I know of some people in counselling services who have been so overwhelmed with calls for help in recent times that AI therapy has seemed better to them than turning people away. But is this true? The fact that a qualitative decision like this has been rooted entirely in a quantitative concern should already raise alarms. And then there is the fact that the AI turn is bleeding into so many other aspects of life. What interests me, though, and what I focus on here, is what sort of conception of the human being must be assumed, even if only tacitly, for AI therapy to be proposed and endorsed, along with AI education, AI companionship, and AI everything-else.
I think the question of what conception of personhood underpins any form of decision-making is a good one to ask in general these days. Personhood is a vital, even the vital, hermeneutical condition for all of our understanding. It is the often hidden ground of our judgements about all kinds of things. And yet it is typically so much a part of the background of human concerns that we may not bother to examine it properly, especially in an age possessed by a drive for constant technical perfection. By getting to grips with the question and the implied answer of what idea of personhood is at play in zombified therapeutics and other AI impositions, we may better assess what sort of world we are making for ourselves and others. I recently posed this question to a certain AI and this is the answer I got:
“The fundamental conception of personhood that underpins the creation of large language models is that human intelligence and language are primarily based on patterns and statistical regularities in data. In other words, the key assumption is that the ability to understand and produce language is largely a matter of recognizing patterns in the ways words and sentences are used in communication, and that this ability can be modeled using statistical techniques and massive amounts of data.”

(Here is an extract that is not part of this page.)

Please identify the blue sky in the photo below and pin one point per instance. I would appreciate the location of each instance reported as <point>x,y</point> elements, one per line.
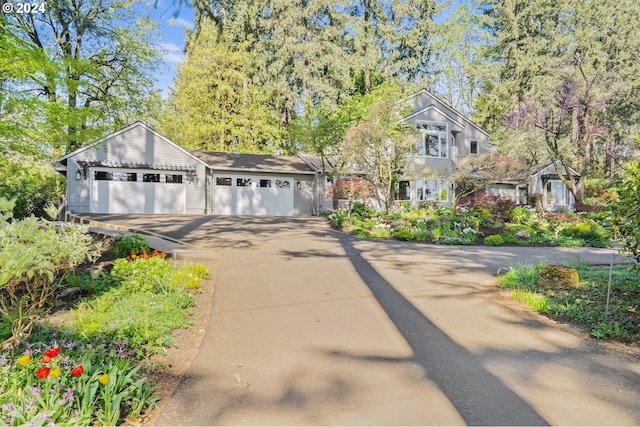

Notice the looseness with which categories are treated: personhood and intelligence and language and pattern recognition are used in such slippery ways that the logic of this simple paragraph falls apart the moment you look at it too closely. Still, a terribly reductive view of personhood is discernable here. In fact, genuine personhood has been excommunicated from the bot’s answer. The logic here, if there is any, is a bit like suggesting that what makes a particular painting beautiful is the fact that it is 32 by 54 inches in size, colourful, and depicts several objects arranged somehow-or-another. The answer is no answer at all. But it does tell us something.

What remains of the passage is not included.